When the Tide Goes Out - Film screening and Q&A

Key information

Date
Time
5:00 pm
Venue
SOAS, University of London
Room
Djam Lecture Theatre
Event type
Film screening

About this event

The documentary When the Tide Goes Out unravels the little-known history of radical political cultures of the South Asian diaspora in British Columbia in the long sixties. 

It combines a rich archive of cultural production with oral history interviews, offering a counterpoint to singular histories of ethno-religious diasporic communities. By foregrounding cross-ethnic and cross-racial solidarities forged in the labour and cultural movement in which artists and activists of many other Left-wing political and cultural movements participated, it alludes to a broader activism universe of the period. 

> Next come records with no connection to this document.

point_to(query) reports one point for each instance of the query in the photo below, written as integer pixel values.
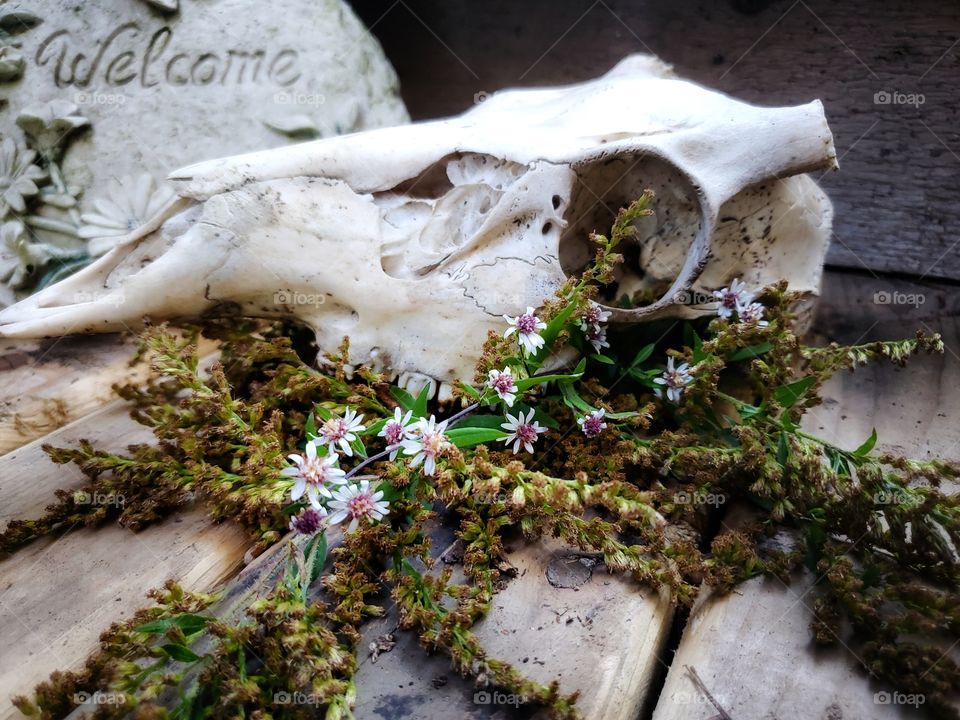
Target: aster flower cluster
(332, 498)
(737, 299)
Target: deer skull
(416, 240)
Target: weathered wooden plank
(900, 162)
(601, 635)
(752, 649)
(59, 593)
(45, 384)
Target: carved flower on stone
(19, 258)
(50, 124)
(130, 203)
(18, 176)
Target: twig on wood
(699, 684)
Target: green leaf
(572, 398)
(476, 421)
(642, 356)
(471, 391)
(403, 398)
(748, 353)
(783, 450)
(375, 428)
(867, 446)
(154, 627)
(467, 437)
(541, 379)
(788, 395)
(190, 623)
(180, 653)
(550, 333)
(316, 554)
(420, 405)
(358, 448)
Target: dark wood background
(896, 193)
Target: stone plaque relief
(103, 98)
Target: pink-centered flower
(675, 379)
(341, 431)
(396, 431)
(752, 314)
(310, 521)
(502, 383)
(597, 336)
(522, 431)
(358, 503)
(732, 298)
(595, 315)
(426, 443)
(314, 474)
(592, 424)
(527, 327)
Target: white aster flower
(502, 383)
(523, 431)
(314, 474)
(356, 503)
(731, 298)
(426, 443)
(592, 423)
(527, 327)
(675, 379)
(752, 314)
(341, 431)
(396, 431)
(130, 203)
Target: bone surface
(416, 240)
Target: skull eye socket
(655, 256)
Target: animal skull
(416, 240)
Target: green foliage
(643, 494)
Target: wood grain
(895, 193)
(45, 384)
(601, 636)
(59, 593)
(753, 648)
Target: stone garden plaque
(102, 98)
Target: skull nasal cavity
(427, 218)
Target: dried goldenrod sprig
(629, 455)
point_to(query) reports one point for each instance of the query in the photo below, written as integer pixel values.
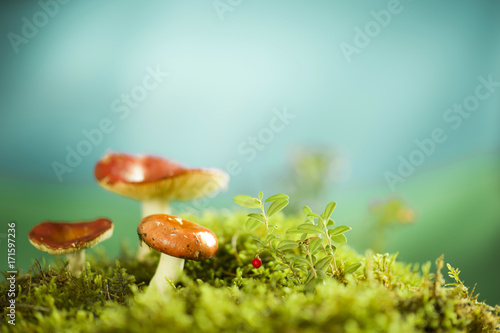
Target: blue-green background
(226, 77)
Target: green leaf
(276, 206)
(293, 230)
(352, 268)
(315, 245)
(328, 211)
(310, 228)
(252, 224)
(277, 197)
(287, 245)
(246, 201)
(297, 259)
(257, 216)
(339, 239)
(323, 264)
(280, 267)
(339, 230)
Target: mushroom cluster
(155, 182)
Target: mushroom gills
(76, 262)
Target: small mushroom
(155, 182)
(176, 239)
(70, 239)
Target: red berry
(256, 262)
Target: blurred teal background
(232, 65)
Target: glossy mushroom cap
(148, 177)
(64, 238)
(177, 237)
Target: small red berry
(256, 262)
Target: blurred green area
(456, 208)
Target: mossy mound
(228, 294)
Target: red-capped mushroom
(156, 181)
(177, 240)
(70, 239)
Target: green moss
(228, 294)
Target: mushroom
(155, 182)
(176, 239)
(70, 239)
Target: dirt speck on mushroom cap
(178, 237)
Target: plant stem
(310, 262)
(150, 207)
(265, 220)
(168, 267)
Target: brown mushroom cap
(148, 177)
(64, 238)
(177, 237)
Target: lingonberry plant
(310, 258)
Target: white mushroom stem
(168, 267)
(150, 207)
(76, 262)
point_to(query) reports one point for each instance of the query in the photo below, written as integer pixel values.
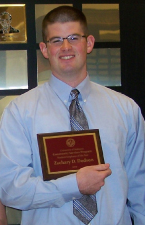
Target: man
(45, 109)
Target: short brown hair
(64, 14)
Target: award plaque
(12, 23)
(64, 153)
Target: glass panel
(103, 21)
(40, 11)
(104, 66)
(4, 101)
(13, 70)
(12, 23)
(43, 68)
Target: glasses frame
(68, 38)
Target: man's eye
(74, 38)
(56, 41)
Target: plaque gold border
(47, 173)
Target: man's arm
(3, 218)
(135, 167)
(91, 178)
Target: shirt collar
(63, 90)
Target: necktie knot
(74, 94)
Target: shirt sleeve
(20, 187)
(135, 166)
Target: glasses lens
(56, 41)
(74, 38)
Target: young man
(3, 218)
(45, 109)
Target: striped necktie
(84, 208)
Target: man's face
(67, 59)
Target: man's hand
(91, 178)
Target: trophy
(12, 24)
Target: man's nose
(66, 45)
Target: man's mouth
(66, 57)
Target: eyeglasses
(72, 39)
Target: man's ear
(90, 43)
(43, 49)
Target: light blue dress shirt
(45, 110)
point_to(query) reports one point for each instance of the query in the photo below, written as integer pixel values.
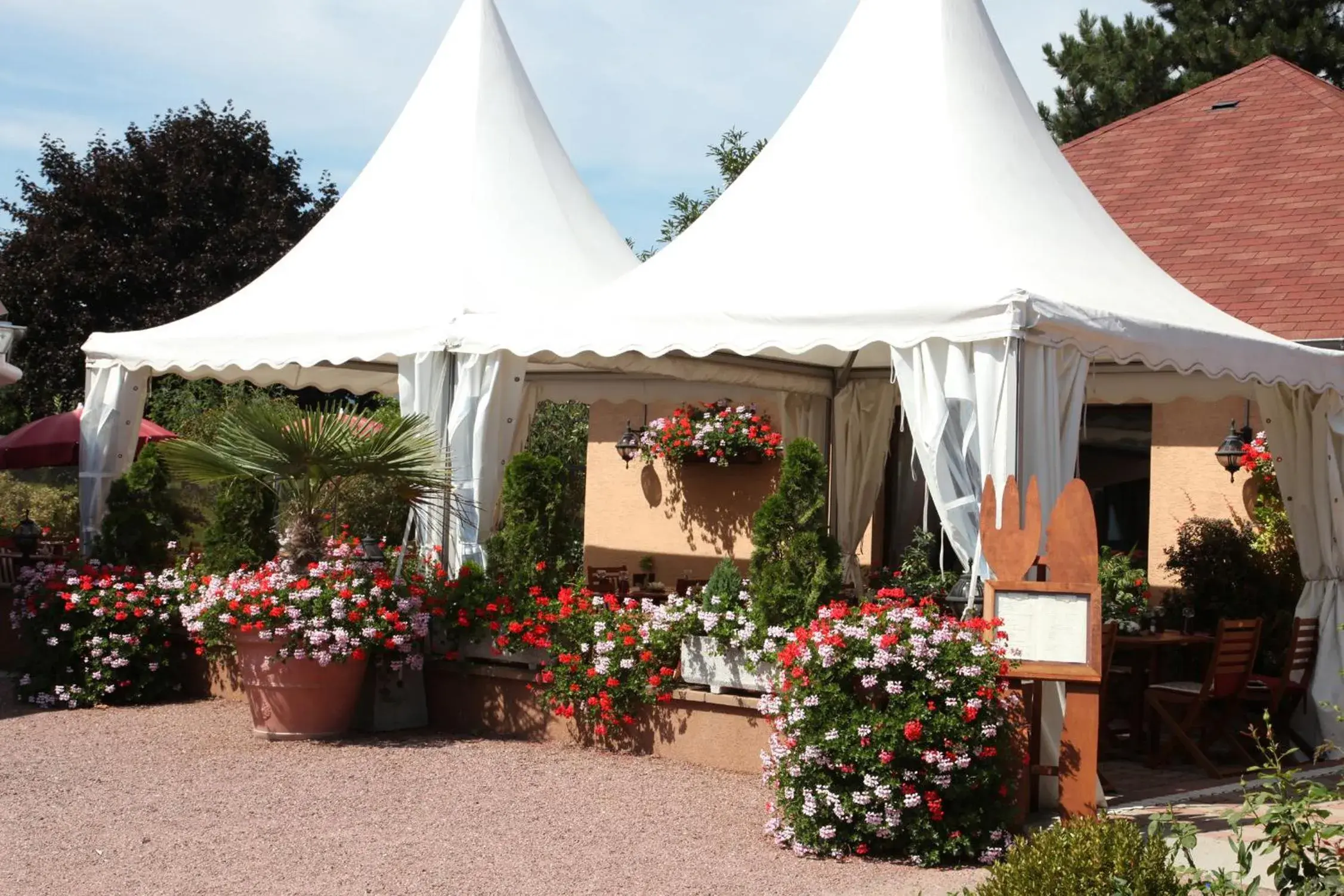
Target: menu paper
(1045, 628)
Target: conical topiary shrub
(795, 563)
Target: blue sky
(635, 88)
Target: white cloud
(635, 88)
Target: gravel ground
(183, 799)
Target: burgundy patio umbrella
(54, 441)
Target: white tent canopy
(912, 212)
(469, 203)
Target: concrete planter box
(705, 663)
(530, 657)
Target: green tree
(307, 457)
(143, 516)
(560, 430)
(534, 527)
(731, 156)
(241, 527)
(1114, 70)
(140, 231)
(796, 563)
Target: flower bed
(98, 635)
(341, 609)
(718, 433)
(891, 737)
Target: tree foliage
(140, 231)
(535, 529)
(795, 563)
(143, 516)
(560, 430)
(241, 529)
(307, 457)
(1113, 70)
(731, 156)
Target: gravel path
(182, 799)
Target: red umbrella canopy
(54, 441)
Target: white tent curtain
(964, 403)
(863, 414)
(487, 404)
(1051, 396)
(1307, 434)
(960, 403)
(803, 417)
(115, 402)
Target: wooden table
(1154, 644)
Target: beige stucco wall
(686, 521)
(1186, 478)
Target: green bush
(1086, 857)
(534, 530)
(1124, 589)
(373, 507)
(51, 507)
(560, 430)
(1223, 575)
(143, 516)
(241, 529)
(796, 563)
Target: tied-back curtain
(1307, 435)
(109, 428)
(863, 414)
(803, 417)
(486, 409)
(963, 402)
(960, 404)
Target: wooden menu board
(1053, 621)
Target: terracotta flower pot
(298, 699)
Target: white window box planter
(530, 657)
(705, 663)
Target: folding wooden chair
(1284, 694)
(690, 585)
(1204, 706)
(1109, 633)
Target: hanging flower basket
(716, 433)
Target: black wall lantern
(1234, 445)
(629, 444)
(26, 536)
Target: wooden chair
(690, 585)
(609, 579)
(1284, 694)
(1109, 633)
(1204, 706)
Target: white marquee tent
(469, 203)
(912, 217)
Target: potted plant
(718, 433)
(305, 625)
(719, 649)
(304, 636)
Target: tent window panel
(904, 507)
(1114, 460)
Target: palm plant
(304, 457)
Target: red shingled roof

Four decades later, memories of activism uncover the presence of gender inequality and sexism in struggles as well as in society at large. While women carried the burden of both outside and domestic work, they were also the ones to experience sexism and doubly discriminated when contending with the ‘social shame’ of protesting or speaking out against violent husbands. The interiority of women’s lives and the gendered experience of activism and organizing are missing from the archive and collective memory. 

The film becomes an endeavour to address this absence and reconstitute the collective memory of the migrant community while looking at social tensions within and without. It provides a sense of how migrants struggled to make a home by fighting racism and class and gender inequalities in which women experienced double discrimination.

About the speaker

Ajay Bhardwaj is a filmmaker and scholar whose work explores the relationship between aesthetic and subversive, art and identity, and history and memory. As a documentary filmmaker, he has explored the northwestern state of Punjab in India for over a decade. Out of this he made a Punjab trilogy—a set of documentaries located at the intersection of Dalit religiosity, performance traditions, and memories of partition. 

Bhardwaj is a recipient of the Public Scholars Award at the University of British Columbia, where he completed his PhD on South Asian Left-wing cultural activism in British Columbia. 'When the Tide Goes Out' is part of his doctoral research that examines representational absences in multimedia archive. Ajay is currently a post-doctoral fellow at Simon Fraser University, Canada. 

This event is held jointly by Centre for Migration and Diaspora Studies & SOAS South Asia Insitute.